A cause du financement fédéral, pour dépolitiser la fête, c’est-à-dire pour empêcher les nationalistes québécois de faire progresser leur option indépendantiste, les organisateurs du 400è ont décidé de présenter une série d’événements plus ou moins rattachés à l’histoire de la ville de Québec que mon professeur d’anglais en 11è année A appelait the cradle of french civilisation in North America, le berceau de la civilisation française en Amérique du Nord. Ils ont choisi un logo neutre donc terne. On dirait que le drapeau du Québec est devenu nationaliste et même séparatiste comme le disait hier Stephen Harper dans son discours de St-Agapit où il a attaqué les séparatistes qui veulent détruire et briser le Canada. Du sous-Jean Chrétien. Comme le dit l’ineffable Monique Gagnon-Tremblay, celui qui paie peut dire ce qu’il veut et contrôle l’agenda (comme ils disent à Ottawa). C’est la fête à Québec. Les hôtels et les motels sont pleins. C’est le règne de la logique marchande comme l’expliquait Isabelle, une Française rencontrée au petit déjeûner dans un Gîte de Ste-Thérèse-de-Gaspé. Et les commentaires politiques de Daniel Gélinas avec le député adéquiste qui en rajoute, c’est bien dans l’esprit d’une ville qui a majoritairement voté non au référendum de 1995, qui se prépare à voter conservateur aux prochaines élections fédérales, qui élit André Arthur, le roi de la radio poubelle et qui appelle des obsessions péquistes, les aspirations nationales des Québécois et des Québécoises qui sont extrêmement déçus de voir que les organisateurs des fêtes du 400è fassent de la petite politique avec des airs hypocrites de ne pas vouloir en faire.
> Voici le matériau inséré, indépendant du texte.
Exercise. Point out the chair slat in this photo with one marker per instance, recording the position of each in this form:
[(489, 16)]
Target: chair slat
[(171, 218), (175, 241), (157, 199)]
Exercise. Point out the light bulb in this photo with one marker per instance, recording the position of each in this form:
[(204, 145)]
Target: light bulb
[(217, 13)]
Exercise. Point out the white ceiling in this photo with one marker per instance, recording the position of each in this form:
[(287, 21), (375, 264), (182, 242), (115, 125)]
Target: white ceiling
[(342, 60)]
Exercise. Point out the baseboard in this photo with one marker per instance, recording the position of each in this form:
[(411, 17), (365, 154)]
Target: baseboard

Robert Barberis-Gervais, Vieux-Longueuil, 31 juillet 2008
P.S.
Prompt rétablissement à Bernard Frappier et voeux de bonne santé à notre ami, et bonne chance à son fils Eric. Je souscris à tous les commentaires (que je viens de lire) sur l’importance et la pertinence de son travail sur le site Vigile.net. Grâce à lui, j’ai écrit et publié environ 75 textes et commentaires en moins d’un an alors qu’André Pratte refusait systématiquement de me publier, comme c’est arrivé à Bernard Desgagné dont je contresigne tous les propos sur l’éditorialiste de La Presse et ce qu’il faut bien appeler, preuves personnelles à l’appui, son manque d’éthique professionnelle et sa paysannerie qui frôle la malhonnêteté intellectuelle dans son contrôle des libres opinions et des lettres de lecteurs. Je l’ai knockouté à quelques reprises mais comme il aurait très mal paru, il ne m’a pas publié. C’était avant ma participation au site Vigile.net.